# Need for Speed World Serverprobleme



## Faboulas (11. September 2010)

Hallo zusammen,
ich hab mir jetzt wo es kostenlos ist, gestern Need for Speed World runtergeladen, aber kann es nicht spielen. Ich kann das Spiel ganz normal öffnen und konnte mir auch einen Fahrer normal erstellen, aber sobald ich in der Welt bin und losfahre, kommt nach ca. 10sec eine Meldung, dass meine Verbindung zu den Servern abgerissen ist. Was könnte der Grund hierfür sein?? Ich habs auch schon versucht mit abgeschlatetem Antivir und abgeschalteter Firewall...
Gruß Faboulas


----------



## GxGamer (11. September 2010)

Die Server scheinen wohl überlastet zu sein.
Ich habs auch grad mal ein Rennen gezockt und der Verbindungsaufbau war recht langsam. Das Rennen an sich lief zwar gut, aber in der freien Fahrt dauerts etwas bis andere Spieler erscheinen und auch bei Zieleinlauf hats gedauert bis mir meine Position angezeigt wurde.

Versuchs später einfach nochmal.


----------



## dj*viper (11. September 2010)

hab auch öfter probleme mit nfsw, es scheinen die server überlastet zu sein...wurd auch schon paar mal disconnected wegen server blabla -.-

naja was solls, ist ja kostenlos XD


----------



## hwk (11. September 2010)

Sobald ich "Enter World" drück und 2 sekunden drin bin kackt das Spiel ab...  genau das gleiche wenn ich die Optionen öffnen will -_-


----------



## Faboulas (18. September 2010)

Ich konnts bis jetzt immer noch nicht spielen...egal ob ich es nachts, tagsüber, mit oder ohne Firewall probiert hab, es ist immer das gleiche.
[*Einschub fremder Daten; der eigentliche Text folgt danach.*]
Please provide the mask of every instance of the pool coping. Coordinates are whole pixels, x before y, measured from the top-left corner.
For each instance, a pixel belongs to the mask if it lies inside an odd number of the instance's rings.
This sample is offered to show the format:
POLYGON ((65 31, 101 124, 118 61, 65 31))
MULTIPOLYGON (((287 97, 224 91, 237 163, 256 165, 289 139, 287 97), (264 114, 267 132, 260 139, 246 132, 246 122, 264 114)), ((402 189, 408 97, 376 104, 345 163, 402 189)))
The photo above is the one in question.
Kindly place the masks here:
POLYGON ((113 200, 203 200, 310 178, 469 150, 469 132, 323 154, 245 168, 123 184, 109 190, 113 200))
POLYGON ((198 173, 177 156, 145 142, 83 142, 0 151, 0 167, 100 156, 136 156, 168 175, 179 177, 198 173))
An einem Tag wars so, dass ich in der Welt fahren konnte, aber nichts kam um Rennen zu fahren, wenn ich mich in die Punkte gestellt hab. Hat einer vielleicht noch ne Idee was ich probieren könnte, damit es endlich mal funktioniert??


----------



## Bu11et (18. September 2010)

Evtl. neuladen/instalieren?


----------



## Faboulas (20. September 2010)

2 mal probiert und ist immer noch genauso wie vorher...


----------